Wie nah der Autor der Hauptfigur kommt, zeigt sich beim besonderen Leseerlebnis: Pellegrino hat sich für die personale Erzählperspektive entschieden, aber sie ist so dicht am Empfinden der Hauptfigur, dass ich mehrmals dachte, bislang einen Ich-Erzähler zu erleben, und mich bei einem neuen Absatz oder Kapitel wunderte, warum es „er“ und nicht „ich“ heißt. Aber die Perspektive ist durchgängig personal, nur eben intensiv personal.

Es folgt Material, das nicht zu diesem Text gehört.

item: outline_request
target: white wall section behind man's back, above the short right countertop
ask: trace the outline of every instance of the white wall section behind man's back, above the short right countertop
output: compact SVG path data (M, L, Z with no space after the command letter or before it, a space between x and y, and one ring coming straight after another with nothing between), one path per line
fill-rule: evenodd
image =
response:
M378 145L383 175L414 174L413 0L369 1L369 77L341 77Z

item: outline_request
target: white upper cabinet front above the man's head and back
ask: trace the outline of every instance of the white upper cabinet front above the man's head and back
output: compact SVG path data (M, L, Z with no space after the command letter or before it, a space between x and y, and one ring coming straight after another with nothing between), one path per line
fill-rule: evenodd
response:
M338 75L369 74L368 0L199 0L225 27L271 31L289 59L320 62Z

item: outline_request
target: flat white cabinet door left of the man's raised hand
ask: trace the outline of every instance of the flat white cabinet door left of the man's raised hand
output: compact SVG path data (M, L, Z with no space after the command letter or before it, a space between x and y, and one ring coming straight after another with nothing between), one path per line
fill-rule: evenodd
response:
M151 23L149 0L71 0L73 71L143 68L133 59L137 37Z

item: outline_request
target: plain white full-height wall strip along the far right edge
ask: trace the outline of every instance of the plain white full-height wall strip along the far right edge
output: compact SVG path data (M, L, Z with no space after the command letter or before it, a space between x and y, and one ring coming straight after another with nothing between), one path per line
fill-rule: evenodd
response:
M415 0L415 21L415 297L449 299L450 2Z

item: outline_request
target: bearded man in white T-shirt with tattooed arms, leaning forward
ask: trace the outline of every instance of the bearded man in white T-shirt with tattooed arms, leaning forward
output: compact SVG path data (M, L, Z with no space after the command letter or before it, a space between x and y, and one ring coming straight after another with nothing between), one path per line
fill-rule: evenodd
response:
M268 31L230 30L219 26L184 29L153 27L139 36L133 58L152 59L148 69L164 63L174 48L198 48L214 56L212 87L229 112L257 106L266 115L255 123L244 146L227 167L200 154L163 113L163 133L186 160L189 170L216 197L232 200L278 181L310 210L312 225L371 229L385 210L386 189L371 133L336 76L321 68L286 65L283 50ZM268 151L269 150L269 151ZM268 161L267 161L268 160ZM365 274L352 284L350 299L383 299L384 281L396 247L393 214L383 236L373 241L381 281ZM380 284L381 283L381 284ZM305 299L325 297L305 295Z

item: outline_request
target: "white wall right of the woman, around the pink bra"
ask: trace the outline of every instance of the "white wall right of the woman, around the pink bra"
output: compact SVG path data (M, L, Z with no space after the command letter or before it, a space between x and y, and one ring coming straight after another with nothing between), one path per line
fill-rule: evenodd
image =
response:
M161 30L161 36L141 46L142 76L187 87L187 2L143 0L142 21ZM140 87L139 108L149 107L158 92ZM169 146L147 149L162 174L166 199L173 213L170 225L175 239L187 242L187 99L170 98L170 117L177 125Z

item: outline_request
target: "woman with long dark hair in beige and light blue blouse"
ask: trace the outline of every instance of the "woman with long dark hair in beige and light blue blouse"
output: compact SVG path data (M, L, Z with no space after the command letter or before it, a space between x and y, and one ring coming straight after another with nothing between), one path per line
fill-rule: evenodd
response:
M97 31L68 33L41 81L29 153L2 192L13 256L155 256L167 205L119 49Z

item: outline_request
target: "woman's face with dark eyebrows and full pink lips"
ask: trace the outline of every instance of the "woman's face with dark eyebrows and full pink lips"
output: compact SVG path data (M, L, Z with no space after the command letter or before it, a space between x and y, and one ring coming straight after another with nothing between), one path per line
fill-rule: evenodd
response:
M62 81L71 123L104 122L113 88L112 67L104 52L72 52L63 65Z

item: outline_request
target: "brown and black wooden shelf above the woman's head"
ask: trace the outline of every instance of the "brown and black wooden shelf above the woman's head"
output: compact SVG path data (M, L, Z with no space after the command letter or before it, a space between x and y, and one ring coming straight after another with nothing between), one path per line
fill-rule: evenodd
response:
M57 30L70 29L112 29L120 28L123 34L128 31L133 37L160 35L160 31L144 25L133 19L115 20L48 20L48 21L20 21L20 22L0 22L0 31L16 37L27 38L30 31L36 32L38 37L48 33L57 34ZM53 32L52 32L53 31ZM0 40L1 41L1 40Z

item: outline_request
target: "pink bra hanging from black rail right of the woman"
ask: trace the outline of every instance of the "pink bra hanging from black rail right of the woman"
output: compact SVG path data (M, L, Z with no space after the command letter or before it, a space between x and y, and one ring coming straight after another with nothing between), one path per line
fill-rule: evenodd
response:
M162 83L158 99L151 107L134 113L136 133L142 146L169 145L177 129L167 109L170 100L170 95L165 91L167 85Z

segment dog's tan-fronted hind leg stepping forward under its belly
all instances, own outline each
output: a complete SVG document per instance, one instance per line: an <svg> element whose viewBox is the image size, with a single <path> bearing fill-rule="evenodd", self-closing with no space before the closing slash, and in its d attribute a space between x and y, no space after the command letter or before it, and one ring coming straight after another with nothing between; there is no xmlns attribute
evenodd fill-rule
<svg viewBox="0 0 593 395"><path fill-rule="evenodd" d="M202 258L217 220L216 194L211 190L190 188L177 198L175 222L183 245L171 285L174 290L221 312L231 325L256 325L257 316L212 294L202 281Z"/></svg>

Und die Beziehung? Die schildert Pellegrino auch klug und sensibel, auch da dürfte er also, noch keine 30, schon einiges erlebt haben. Ein sympathisches Buch, unbedingt lesenswert, auch wenn es eigentlich zwei Erzählungen sind, die für sich stehen können.

Bruno Pellegrino: Atlas Hotel. Roman. Aus dem Französischen von Lydia Dimitrow. Übersetzung gefördert von Pro Helvetia. Edition Blau im Rotpunktverlag, Zürich 2016. 163 Seiten, 22 Euro. 978-3-85869-713-4.